Nephrology Consultation MT Transcribed Sample Report

DATE OF CONSULTATION:  MM/DD/YYYY

REFERRING PHYSICIAN:  John Doe, MD

REASON FOR CONSULTATION:  Evaluation and management of end-stage renal disease, on hemodialysis.

HISTORY OF PRESENT ILLNESS:  This is a very pleasant (XX)-year-old female, who is undergoing dialysis. The patient states that she went to the dialysis unit today, complaining of some shortness of breath and had a hematocrit run, which showed that it was very low. This test was repeated, and her hemoglobin was 6 in the emergency department today. She was asked to come directly to the emergency room without dialysis for possibility of bleeding. She has a past medical history of homozygous sickle cell disease leading to end-stage renal disease, sickle cell hepatopathy, hypertension, multiple failed vascular accesses, a right PermCath, which was infected the last time she was hospitalized but was able to be saved with antibiotics. The patient was seen in emergent consultation in the emergency room after being on vancomycin for 6 weeks for sepsis syndrome and consultation is further requested regarding her condition.

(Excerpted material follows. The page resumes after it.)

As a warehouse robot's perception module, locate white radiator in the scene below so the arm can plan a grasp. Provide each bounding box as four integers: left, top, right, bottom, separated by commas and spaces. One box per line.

REVIEW OF SYSTEMS:  The patient denies chest pain or palpitations. She is quite short of breath, otherwise states she feels well. The patient has not had fever, chills, cough, chest pain, abdominal pain, nausea, vomiting, diarrhea, black or bloody stools. The patient does complain of right hip pain and back pain and states that she may have fallen recently.

MEDICATIONS AT HOME:  Cardizem, clonidine, and PhosLo.

PAST MEDICAL HISTORY:  End-stage renal disease, homozygous sickle cell, PermCath, failed vascular accesses, severe hypertension, and sickle cell hepatopathy.

SOCIAL HISTORY:  Nonsmoker, nondrinker.

FAMILY HISTORY:  Negative for inherited renal disease.

PHYSICAL EXAMINATION:
VITAL SIGNS: Blood pressure is currently 142/64, pulse 60, and afebrile.
HEENT: Head normocephalic. No mass or tenderness. Slight scleral icterus. Pupils symmetric. Sclerae anicteric.
NECK: No JVD, no thyromegaly.
CHEST: Right chest PermCath does not appear infected.
LUNGS: Clear to auscultation and percussion. Symmetric excursions.
HEART: Normal S1 and S2 with 3/6 systolic ejection murmur at the base of the heart.
ABDOMEN: Soft, nontender, and nondistended. Positive bowel sounds.
EXTREMITIES: No clubbing, cyanosis or edema.
SKIN: No rashes, warm, and dry.
NEUROLOGIC: Alert and oriented x3. Cranial nerves intact.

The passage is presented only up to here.